In particular, the Ecolabel for products of wide use has been adopted in Europe in 1992 [2][9]. It requires an environmental performance assessment (impact on air, water and soil, waste production, energy consumption and efficiency, safety) along with a well defined criteria, during the entire life cycle of the product (from cradle to grave). The label is assigned when some advantages from the environmental protection viewpoint, compared with other products on sale with similar characteristics and applications, are evident. The label may be used in the market place relying on the perception of those consumers who care for environmental problems preferring eco-labelled products even when they are little more expensive.

Actually the Ecolabel can not be applied to any kind of products, the life-cycle assessment is a complex procedure, the administrative aspects are time consuming, the cost is high through a fixed charge and an annual fee proportional to the income related to the product itself, the temporal validity of the label is relatively short, the percentage of public having good perception for those products is still low. Furthermore at the moment the European Commission established criteria only for 17 groups of products.

Much more interesting for companies and for the environment is the Ecoaudit label in order to get advantages in the international market or even as a mean to promote a research for innovative and more convenient solutions.

EMAS (European Community Eco-Management and Audit Scheme) is a voluntary instrument, adopted in Europe in 1993 [10]. It is conceived to encourage companies, not only industrial, and even public administrations, to adopt proactive initiatives for continuous improvements of the environmental performance of processes, products and services, besides the due compliance with environmental regulatory requirements. In this way companies may demonstrate to the public at large their positive commitment in the protection of the environment, as well as having some financial benefits. EMAS aims at having more efficient use of raw materials and energy, minimizing wastes, minimising risk of impact on the environment, planning the investment in more environmental friendly manner. The company which apply for EMAS receives a special label which may be used in the market place to show his concern for the environmental problems. Practically it is a model for an environmental management system which applies within the European Union, like the ISO 14000 series of standards and guidelines which apply at international level.

One important difference between EMAS and ISO is that the former needs a preliminary environmental declaration which is a public engagement taken by the enterprise and has to be verified each year, while the last does not require this declaration. One more difference is that with EMAS there is more direct relationship with public administration responsible for the authorization on which the environmental controller depends, while with ISO the relationship is held with private organisations even officially recognized by national authorities. The result of EMAS consists in the registration of the sites concerned on an European Register where at the moment around 3000 sites are enrolled, largely of North Europe countries.

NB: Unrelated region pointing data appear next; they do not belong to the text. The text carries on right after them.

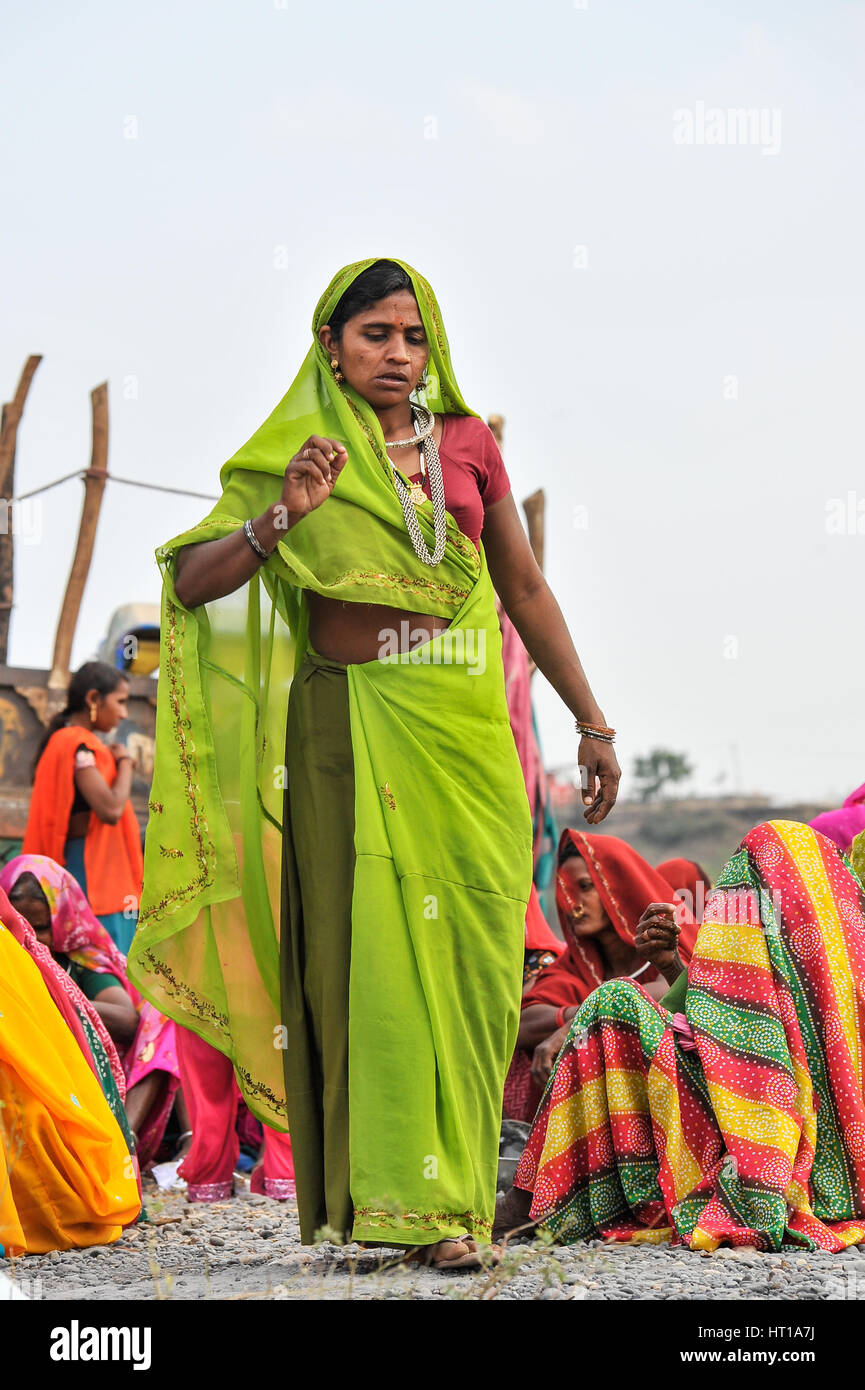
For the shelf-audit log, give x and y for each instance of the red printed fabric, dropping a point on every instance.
(758, 1136)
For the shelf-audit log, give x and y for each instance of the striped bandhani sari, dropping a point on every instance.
(757, 1136)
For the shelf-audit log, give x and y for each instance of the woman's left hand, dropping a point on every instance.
(600, 776)
(657, 937)
(545, 1055)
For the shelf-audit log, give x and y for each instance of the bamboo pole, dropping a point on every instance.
(9, 437)
(95, 483)
(533, 506)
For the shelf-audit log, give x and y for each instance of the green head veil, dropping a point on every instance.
(206, 950)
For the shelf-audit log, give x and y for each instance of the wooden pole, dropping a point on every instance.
(533, 506)
(95, 483)
(9, 435)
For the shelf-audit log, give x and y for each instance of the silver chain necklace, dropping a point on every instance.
(431, 463)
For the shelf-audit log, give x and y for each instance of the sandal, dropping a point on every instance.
(469, 1260)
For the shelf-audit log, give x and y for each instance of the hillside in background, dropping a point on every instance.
(705, 829)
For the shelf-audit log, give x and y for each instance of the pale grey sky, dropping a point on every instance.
(673, 331)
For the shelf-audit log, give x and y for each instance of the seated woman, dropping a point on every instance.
(78, 1015)
(81, 813)
(741, 1119)
(602, 887)
(53, 902)
(66, 1175)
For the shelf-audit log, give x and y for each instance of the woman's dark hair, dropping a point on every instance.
(92, 676)
(373, 284)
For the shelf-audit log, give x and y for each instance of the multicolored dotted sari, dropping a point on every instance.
(442, 827)
(758, 1136)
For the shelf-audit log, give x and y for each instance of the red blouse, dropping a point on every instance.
(473, 471)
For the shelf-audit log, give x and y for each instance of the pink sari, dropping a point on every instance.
(79, 934)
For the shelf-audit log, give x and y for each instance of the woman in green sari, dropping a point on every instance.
(340, 848)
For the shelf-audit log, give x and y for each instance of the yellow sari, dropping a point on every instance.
(66, 1175)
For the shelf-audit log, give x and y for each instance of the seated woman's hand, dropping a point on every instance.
(545, 1054)
(657, 938)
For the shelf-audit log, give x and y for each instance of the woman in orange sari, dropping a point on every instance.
(67, 1178)
(56, 908)
(81, 815)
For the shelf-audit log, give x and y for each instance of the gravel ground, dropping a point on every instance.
(249, 1248)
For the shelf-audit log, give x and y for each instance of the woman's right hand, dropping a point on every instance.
(545, 1054)
(310, 476)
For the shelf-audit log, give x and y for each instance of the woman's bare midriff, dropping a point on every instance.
(352, 633)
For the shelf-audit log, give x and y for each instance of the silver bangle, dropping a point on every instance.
(251, 535)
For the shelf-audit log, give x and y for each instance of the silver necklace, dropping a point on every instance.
(409, 498)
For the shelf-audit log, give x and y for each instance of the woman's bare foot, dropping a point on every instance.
(512, 1214)
(454, 1253)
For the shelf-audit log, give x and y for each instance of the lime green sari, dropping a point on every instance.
(442, 831)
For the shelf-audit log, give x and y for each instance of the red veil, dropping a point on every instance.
(626, 884)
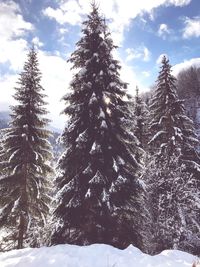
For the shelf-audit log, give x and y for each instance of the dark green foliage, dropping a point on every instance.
(174, 168)
(99, 196)
(25, 154)
(141, 115)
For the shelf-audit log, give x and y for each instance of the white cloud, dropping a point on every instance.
(185, 64)
(179, 2)
(192, 27)
(163, 30)
(141, 52)
(159, 59)
(146, 73)
(13, 28)
(36, 41)
(119, 12)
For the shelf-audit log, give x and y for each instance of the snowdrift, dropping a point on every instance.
(92, 256)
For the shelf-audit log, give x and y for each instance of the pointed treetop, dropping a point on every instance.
(137, 91)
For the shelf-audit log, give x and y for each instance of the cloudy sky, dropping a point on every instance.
(143, 29)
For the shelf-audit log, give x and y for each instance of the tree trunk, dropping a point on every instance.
(21, 232)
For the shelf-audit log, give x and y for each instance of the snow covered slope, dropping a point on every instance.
(92, 256)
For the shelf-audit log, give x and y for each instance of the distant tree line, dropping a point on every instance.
(130, 170)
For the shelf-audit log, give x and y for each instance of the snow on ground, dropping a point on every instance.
(92, 256)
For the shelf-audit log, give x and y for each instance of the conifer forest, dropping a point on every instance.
(126, 167)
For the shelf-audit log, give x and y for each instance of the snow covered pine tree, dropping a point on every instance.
(24, 184)
(99, 196)
(176, 170)
(141, 115)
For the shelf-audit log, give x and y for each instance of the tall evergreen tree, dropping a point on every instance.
(175, 170)
(99, 194)
(26, 154)
(141, 114)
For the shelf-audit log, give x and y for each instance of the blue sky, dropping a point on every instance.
(144, 30)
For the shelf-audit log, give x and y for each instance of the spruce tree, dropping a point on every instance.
(174, 170)
(99, 195)
(26, 156)
(141, 114)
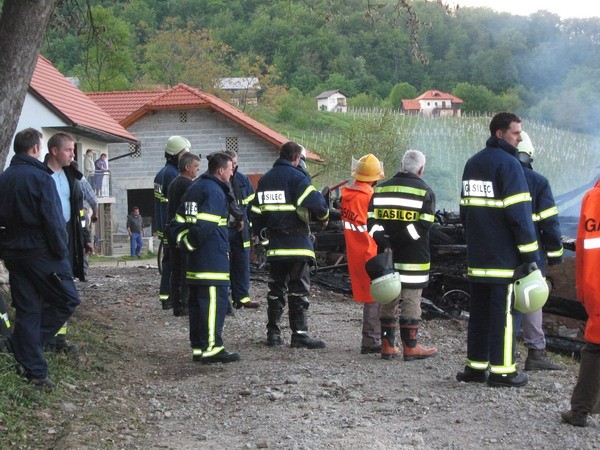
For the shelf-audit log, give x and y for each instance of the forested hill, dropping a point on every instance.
(540, 66)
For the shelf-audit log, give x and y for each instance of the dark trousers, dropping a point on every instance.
(179, 292)
(586, 394)
(44, 297)
(165, 280)
(490, 338)
(239, 263)
(207, 308)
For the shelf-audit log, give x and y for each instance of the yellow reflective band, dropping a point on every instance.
(528, 248)
(477, 365)
(208, 217)
(490, 273)
(517, 198)
(291, 252)
(187, 244)
(307, 191)
(396, 214)
(412, 267)
(248, 199)
(552, 211)
(216, 276)
(276, 208)
(402, 189)
(478, 201)
(556, 253)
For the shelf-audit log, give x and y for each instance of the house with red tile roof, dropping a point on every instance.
(53, 104)
(208, 122)
(433, 104)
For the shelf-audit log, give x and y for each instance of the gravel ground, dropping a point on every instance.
(154, 396)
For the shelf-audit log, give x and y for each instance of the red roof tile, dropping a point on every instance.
(129, 107)
(72, 105)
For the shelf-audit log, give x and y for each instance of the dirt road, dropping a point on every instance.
(154, 396)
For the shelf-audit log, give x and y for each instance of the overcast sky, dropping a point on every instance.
(564, 8)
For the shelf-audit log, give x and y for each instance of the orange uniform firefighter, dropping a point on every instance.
(360, 246)
(586, 394)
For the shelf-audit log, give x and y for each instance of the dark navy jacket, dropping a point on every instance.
(495, 208)
(31, 219)
(243, 192)
(280, 193)
(162, 180)
(200, 227)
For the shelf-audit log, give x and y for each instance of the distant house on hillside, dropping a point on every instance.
(334, 101)
(210, 123)
(433, 104)
(53, 104)
(243, 91)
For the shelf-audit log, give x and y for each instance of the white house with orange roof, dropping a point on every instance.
(52, 104)
(433, 104)
(209, 123)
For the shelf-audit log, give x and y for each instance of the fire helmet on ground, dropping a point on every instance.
(176, 144)
(525, 149)
(385, 281)
(531, 292)
(367, 168)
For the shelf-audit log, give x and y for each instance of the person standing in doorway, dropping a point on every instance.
(135, 229)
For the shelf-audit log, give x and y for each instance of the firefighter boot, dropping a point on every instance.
(536, 360)
(299, 326)
(273, 331)
(388, 333)
(411, 348)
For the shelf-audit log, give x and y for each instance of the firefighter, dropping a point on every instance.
(495, 208)
(360, 246)
(175, 147)
(547, 228)
(61, 148)
(283, 193)
(401, 214)
(201, 228)
(239, 239)
(586, 394)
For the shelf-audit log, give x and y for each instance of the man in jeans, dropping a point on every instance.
(135, 229)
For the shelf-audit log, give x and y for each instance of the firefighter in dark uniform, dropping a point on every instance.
(402, 211)
(496, 211)
(61, 147)
(200, 227)
(176, 145)
(33, 245)
(239, 239)
(282, 193)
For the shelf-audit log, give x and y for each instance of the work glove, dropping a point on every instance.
(523, 270)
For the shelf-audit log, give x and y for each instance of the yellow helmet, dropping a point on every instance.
(367, 168)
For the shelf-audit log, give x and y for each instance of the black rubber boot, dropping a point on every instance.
(299, 326)
(273, 330)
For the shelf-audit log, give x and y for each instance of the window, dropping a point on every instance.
(231, 144)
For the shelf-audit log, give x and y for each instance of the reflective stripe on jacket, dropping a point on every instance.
(587, 257)
(495, 208)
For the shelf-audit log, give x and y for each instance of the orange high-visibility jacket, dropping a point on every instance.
(360, 246)
(588, 261)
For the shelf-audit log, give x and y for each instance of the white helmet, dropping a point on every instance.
(177, 144)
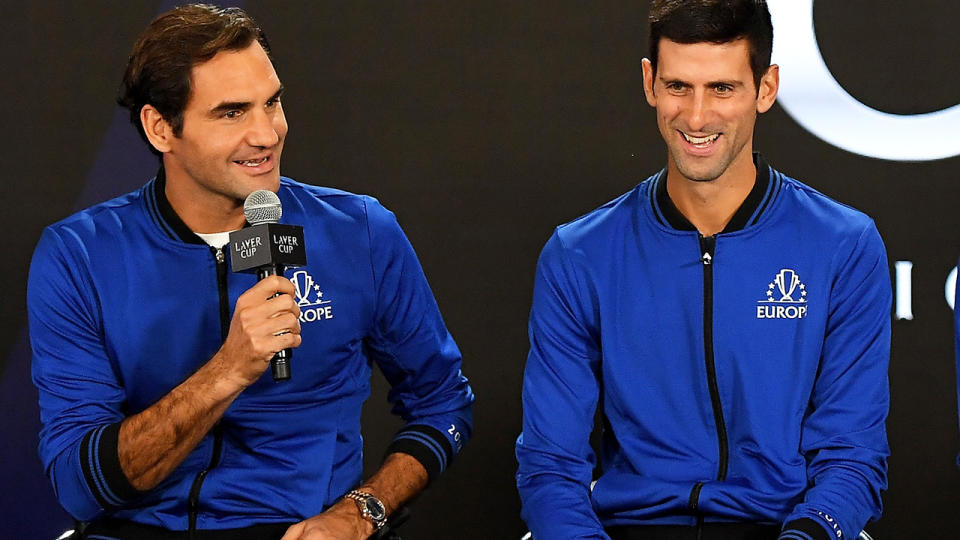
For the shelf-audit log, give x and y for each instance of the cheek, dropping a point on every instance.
(280, 124)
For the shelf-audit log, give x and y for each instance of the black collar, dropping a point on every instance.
(749, 212)
(174, 226)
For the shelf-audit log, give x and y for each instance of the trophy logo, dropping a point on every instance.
(310, 298)
(787, 281)
(786, 297)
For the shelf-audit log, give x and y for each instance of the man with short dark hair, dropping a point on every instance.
(149, 352)
(727, 324)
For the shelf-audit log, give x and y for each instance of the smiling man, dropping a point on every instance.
(149, 353)
(727, 325)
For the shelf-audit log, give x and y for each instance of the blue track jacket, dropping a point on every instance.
(125, 303)
(740, 377)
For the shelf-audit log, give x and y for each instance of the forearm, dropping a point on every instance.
(155, 441)
(397, 481)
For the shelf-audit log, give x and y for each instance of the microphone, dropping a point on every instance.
(267, 248)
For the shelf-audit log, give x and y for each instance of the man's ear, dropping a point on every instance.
(648, 76)
(159, 131)
(769, 85)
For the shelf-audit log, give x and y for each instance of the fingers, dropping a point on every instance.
(265, 321)
(294, 532)
(270, 286)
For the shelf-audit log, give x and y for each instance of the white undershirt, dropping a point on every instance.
(217, 240)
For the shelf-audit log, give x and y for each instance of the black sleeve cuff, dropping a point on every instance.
(425, 444)
(101, 467)
(804, 529)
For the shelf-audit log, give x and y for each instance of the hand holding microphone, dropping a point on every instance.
(268, 248)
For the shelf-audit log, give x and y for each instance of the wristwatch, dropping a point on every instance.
(370, 508)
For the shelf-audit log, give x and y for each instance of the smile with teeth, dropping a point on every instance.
(699, 141)
(253, 162)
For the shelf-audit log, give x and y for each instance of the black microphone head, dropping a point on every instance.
(262, 206)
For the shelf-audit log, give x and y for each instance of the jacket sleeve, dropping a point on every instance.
(80, 397)
(415, 352)
(843, 435)
(560, 392)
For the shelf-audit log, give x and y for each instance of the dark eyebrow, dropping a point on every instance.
(227, 106)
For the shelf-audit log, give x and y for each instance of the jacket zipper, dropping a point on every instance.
(707, 249)
(194, 498)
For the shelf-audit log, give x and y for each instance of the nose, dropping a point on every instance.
(266, 128)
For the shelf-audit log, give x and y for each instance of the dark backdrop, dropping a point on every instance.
(483, 125)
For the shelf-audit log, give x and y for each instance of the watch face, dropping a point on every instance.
(375, 509)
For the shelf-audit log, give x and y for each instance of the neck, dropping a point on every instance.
(710, 205)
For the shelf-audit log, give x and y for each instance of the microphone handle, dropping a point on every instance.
(280, 363)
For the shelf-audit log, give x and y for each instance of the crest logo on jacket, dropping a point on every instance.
(313, 306)
(786, 297)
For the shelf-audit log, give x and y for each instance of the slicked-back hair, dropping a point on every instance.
(158, 70)
(714, 21)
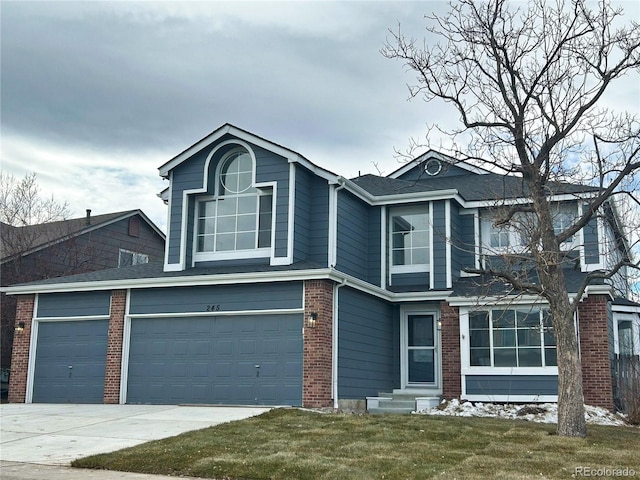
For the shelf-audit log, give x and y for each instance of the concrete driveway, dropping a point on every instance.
(49, 434)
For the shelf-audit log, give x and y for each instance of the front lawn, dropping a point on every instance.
(295, 444)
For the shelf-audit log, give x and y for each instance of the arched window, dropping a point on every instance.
(238, 216)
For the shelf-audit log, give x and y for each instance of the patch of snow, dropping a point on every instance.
(538, 412)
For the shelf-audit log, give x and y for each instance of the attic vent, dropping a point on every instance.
(134, 227)
(433, 167)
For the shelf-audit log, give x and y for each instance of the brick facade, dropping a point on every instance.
(114, 346)
(317, 352)
(450, 345)
(593, 315)
(20, 353)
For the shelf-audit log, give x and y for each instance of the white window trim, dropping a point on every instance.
(419, 268)
(198, 257)
(404, 334)
(465, 358)
(134, 255)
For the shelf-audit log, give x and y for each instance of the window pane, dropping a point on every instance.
(479, 338)
(529, 357)
(205, 243)
(207, 209)
(421, 366)
(247, 223)
(480, 357)
(225, 242)
(504, 357)
(503, 318)
(479, 320)
(247, 204)
(206, 225)
(504, 338)
(420, 330)
(246, 241)
(226, 225)
(528, 337)
(227, 206)
(420, 256)
(550, 357)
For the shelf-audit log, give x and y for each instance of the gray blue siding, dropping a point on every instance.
(374, 251)
(74, 304)
(591, 242)
(367, 345)
(439, 245)
(413, 282)
(189, 175)
(448, 170)
(511, 385)
(274, 168)
(353, 235)
(311, 227)
(217, 298)
(462, 241)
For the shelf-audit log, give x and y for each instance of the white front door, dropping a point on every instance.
(420, 363)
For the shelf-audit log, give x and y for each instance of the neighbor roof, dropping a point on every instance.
(45, 234)
(472, 187)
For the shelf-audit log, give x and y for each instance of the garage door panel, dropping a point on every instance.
(81, 345)
(221, 365)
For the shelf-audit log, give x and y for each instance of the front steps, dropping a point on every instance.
(401, 402)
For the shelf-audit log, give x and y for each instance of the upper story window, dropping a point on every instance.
(238, 217)
(518, 337)
(515, 236)
(410, 239)
(127, 258)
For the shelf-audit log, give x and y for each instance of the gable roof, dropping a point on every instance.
(227, 128)
(485, 187)
(43, 235)
(428, 155)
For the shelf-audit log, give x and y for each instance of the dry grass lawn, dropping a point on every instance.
(294, 444)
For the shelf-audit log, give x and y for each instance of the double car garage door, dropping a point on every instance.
(244, 360)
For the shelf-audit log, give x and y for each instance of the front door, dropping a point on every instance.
(420, 350)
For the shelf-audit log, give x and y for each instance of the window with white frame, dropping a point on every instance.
(410, 241)
(238, 217)
(563, 217)
(511, 337)
(128, 258)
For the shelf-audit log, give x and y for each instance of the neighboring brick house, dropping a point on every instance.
(283, 283)
(78, 245)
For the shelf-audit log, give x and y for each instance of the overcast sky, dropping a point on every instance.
(97, 95)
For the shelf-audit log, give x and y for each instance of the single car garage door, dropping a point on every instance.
(70, 361)
(243, 360)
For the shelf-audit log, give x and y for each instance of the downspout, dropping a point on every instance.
(333, 260)
(333, 214)
(334, 346)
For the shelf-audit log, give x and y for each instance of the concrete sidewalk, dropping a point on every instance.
(48, 434)
(31, 471)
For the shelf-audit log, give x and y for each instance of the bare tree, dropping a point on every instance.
(21, 206)
(528, 84)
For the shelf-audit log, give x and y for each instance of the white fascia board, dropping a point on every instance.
(186, 281)
(566, 197)
(290, 155)
(599, 290)
(625, 308)
(438, 156)
(490, 301)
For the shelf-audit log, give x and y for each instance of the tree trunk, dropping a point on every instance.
(571, 421)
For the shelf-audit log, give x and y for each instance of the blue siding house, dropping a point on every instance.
(286, 284)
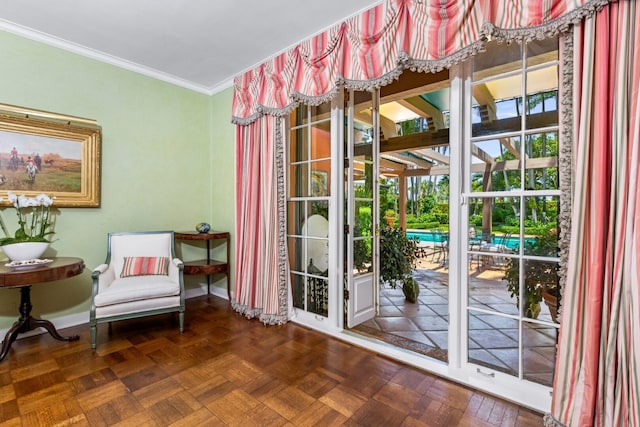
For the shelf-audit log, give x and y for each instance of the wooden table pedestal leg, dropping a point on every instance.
(27, 323)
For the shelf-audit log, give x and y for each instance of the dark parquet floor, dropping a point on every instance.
(227, 370)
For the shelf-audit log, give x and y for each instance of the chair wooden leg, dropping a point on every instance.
(94, 336)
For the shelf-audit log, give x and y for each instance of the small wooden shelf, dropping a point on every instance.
(207, 266)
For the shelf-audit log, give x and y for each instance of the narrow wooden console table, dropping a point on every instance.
(207, 266)
(22, 278)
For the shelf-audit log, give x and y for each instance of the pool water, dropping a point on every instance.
(433, 236)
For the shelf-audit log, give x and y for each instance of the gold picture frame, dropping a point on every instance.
(50, 153)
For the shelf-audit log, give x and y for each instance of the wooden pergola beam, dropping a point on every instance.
(533, 163)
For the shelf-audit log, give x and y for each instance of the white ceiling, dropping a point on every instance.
(199, 44)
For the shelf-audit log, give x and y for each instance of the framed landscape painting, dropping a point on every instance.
(56, 155)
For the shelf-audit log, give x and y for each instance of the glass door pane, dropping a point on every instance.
(309, 172)
(511, 210)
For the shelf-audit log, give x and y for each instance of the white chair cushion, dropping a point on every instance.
(136, 288)
(136, 307)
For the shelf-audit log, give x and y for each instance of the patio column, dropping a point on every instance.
(402, 184)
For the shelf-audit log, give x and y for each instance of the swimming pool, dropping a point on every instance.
(434, 236)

Up to now Ecolabel and EMAS did not produced significant results in terms of environmental protection in Europe, but their adoption is expected to have a large diffusion in future.

Other kind of voluntary agreements are used specially in energy policy (improvement of efficiencies, reduction of consumptions or reduction of CO2 emissions) between national authority and industry (voluntary programme recognized by public authority or negotiated agreements). One example is the Responsible Care which is the Chemical Industry commitment to pursue a policy of continual improvement in all aspects of health, safety and environment [11].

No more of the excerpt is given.